Typeahead Search (Autocomplete) System Low-Level Design

Typeahead search (also called autocomplete) is one of the most latency-sensitive features in a modern product. Users expect suggestions to appear in under 100 ms, which means the system must be pre-computed, cached aggressively, and sharded carefully. This post walks through a production-grade low-level design.

Requirements

Return top-K (default 5) ranked suggestions for a given prefix in <100 ms p99.
Handle 10,000 QPS at peak with personalized and global suggestions.
Support at least 500 million distinct phrases in the global index.
Personalization: weight the user’s own recent queries 2× over global frequency.
Minimum prefix length: 2 characters (shorter inputs return nothing).

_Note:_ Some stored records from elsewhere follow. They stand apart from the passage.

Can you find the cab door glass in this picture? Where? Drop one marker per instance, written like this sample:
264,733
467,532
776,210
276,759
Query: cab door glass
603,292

Core Data Structure: Trie with Embedded Top-K

A plain trie lets you find all words sharing a prefix, but traversing all descendants to rank them is O(n) per query — too slow. Instead, each trie node caches its own top-K list, maintained at index-build time.

class TrieNode:
    children: Map[char, TrieNode]
    top_k: List[SearchSuggestion]   # precomputed, sorted by score desc
    # top_k is updated during batch rebuild, not on every query

Query time becomes O(prefix_length) — you walk the trie to the prefix node, then read its top_k list directly. No traversal of descendants needed.

Data Models

SearchSuggestion:
    phrase:     String        # e.g. "machine learning"
    score:      Float         # global frequency score (normalized 0–1)
    type:       Enum          # GLOBAL | TRENDING | PERSONAL

UserQueryHistory:
    user_id:    UUID
    phrase:     String
    queried_at: Timestamp
    count:      Int           # how many times this user typed this phrase

API

GET /suggest?q={prefix}&limit={k}&user_id={uid}

Response 200:
[
  {"phrase": "machine learning", "score": 0.92},
  {"phrase": "machine learning interview", "score": 0.87},
  ...
]

The user_id is optional. When absent, only global results are returned.

Ranking Formula

final_score(phrase, user) =
    global_frequency_score(phrase)          # base: log(query_count) / log(max_count)
  + recency_boost(phrase)                   # +0.1 if phrase trended in last 24 h
  + personalization_boost(phrase, user)     # user_query_count * 2 * personal_weight

Personal weight is typically 0.15 — enough to surface a user’s own history without completely overriding global popularity.

Caching Strategy

Global prefix cache: Redis hash. Key = suggest:{prefix}, value = serialized top-K list. TTL = 60 seconds. Warmed on trie rebuild.
Per-user personalized cache: Redis hash. Key = suggest:{user_id}:{prefix}, TTL = 30 seconds. Written lazily on first personalized request for a prefix.
Fallback: if personalized cache misses, merge global top-K with user’s recent history in-process and cache the result.

Trie Update Schedule

Updating the trie on every query would cause write contention across hundreds of nodes. Instead:

Hourly batch rebuild: Spark job reads query logs from the last 24 h, aggregates phrase frequencies, rebuilds the full trie, and pushes it to all trie servers atomically via a blue/green swap.
5-minute hot-phrase update: A lighter job re-scores the top 10,000 phrases by recent velocity and patches only those nodes, avoiding a full rebuild.

Sharding

A single trie for 500 M phrases won’t fit in one machine’s memory (~50 GB+). Shard by the first character of the prefix (26 shards for a–z, plus one for digits/other). The query router hashes the first character and routes to the correct shard. For hot letters (e.g., “s”), further split by the first two characters using consistent hashing.

Edge Cases

Profanity filter: Deny-list applied at index-build time; flagged phrases never enter the trie.
Trending terms: Injected into top-K lists out-of-band by a trend-detection service that monitors query velocity spikes.
Cold start for new users: No personal history — serve global results only.
Unicode / CJK: Tokenize by character rather than byte; each CJK character is a valid prefix unit.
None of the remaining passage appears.